Ma communication fait partie d’un projet actuellement en chantier, consacré aux figurations de l’interprétant dans la critique et la théorie littéraire contemporaines. Je me propose donc de creuser plus loin l’interrogation maîtresse des Allégories de la lecture (Paul de Man), How can you tell the dancer from the dance? (Yeats), et de configurer un univers imaginaire par le biais des topoï rhétoriques des textes théoriques et critiques.


Pour cette communication, le théoricien visé sera Jean Starobinski, afin de regarder de près le fonctionnement — dans un registre de l’imaginaire du texte starobinskien — de certains concepts qui l’ont rendu célèbre : la transparence, la conscience critique, la mouvance, l’action et la réaction. Je suivrai les façons de figurer la présence-absence du critique dans cette « danse » 
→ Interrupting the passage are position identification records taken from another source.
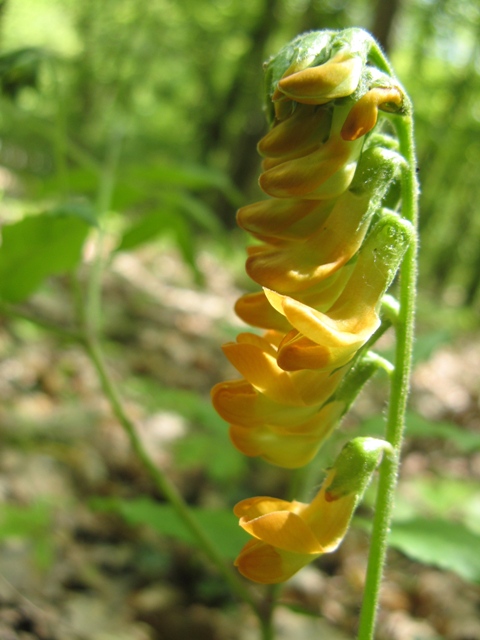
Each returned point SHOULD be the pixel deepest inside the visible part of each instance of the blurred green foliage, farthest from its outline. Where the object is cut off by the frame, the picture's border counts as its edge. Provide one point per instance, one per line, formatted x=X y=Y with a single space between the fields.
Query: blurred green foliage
x=162 y=99
x=180 y=84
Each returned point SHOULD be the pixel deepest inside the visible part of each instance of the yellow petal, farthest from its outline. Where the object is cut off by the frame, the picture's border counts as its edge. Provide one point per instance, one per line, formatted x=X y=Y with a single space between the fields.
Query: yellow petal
x=291 y=447
x=286 y=219
x=255 y=310
x=329 y=520
x=298 y=135
x=260 y=368
x=238 y=402
x=285 y=530
x=261 y=505
x=290 y=267
x=306 y=175
x=363 y=116
x=264 y=564
x=336 y=78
qu’est son interprétation, en m’appuyant sur des microlectures de fragments tel : « Le peintre, le musicien, le poète me précèdent. Ce que je désire comprendre, ils le savent déjà. Devançant tous les jugements que je pourrais tenter, toutes les relations que je cherche à éclairer, ils m’offrent, dans leurs moments heureux et leur œuvre accomplie, le modèle d’évidence où rêve d’accéder mon travail. Evidence qui serait le lieu — toujours différé — de notre rencontre. La figure tracée par le peintre est accourue en ma direction, elle me fuit en son matin charnel : elle préfigure, pur élan d’un corps, ce que je n’ai cessé d’espérer, ce que je persiste à attendre de moi-même, ce que je voudrais apprendre à recevoir... » (Starobinski, 1986 : 275). Tout un imaginaire de l’acte interprétatif — mais aussi du sujet interprétant — est ici à l’œuvre, dans la mouvance des deux consciences qui se rencontrent sur des lignes de fuite : les expériences affectives ainsi que les approches émotives sont à cerner dans des suites de figurations qui viennent récupérer et (ex)poser le non-dit de la lecture critique : le critique lui-même. La position de Starobinski sur la « transparence » de l’acte interprétatif se voit contrebalancée dans ses écrits par une apparition en « contre-figure » rhétorique ; l’interprète se donne à voir par le biais des figures discursives. Question de réfléchir sur la façon dont l’imaginaire de la théorie, loin d’être une 
« nouveauté », y participe de manière constitutive.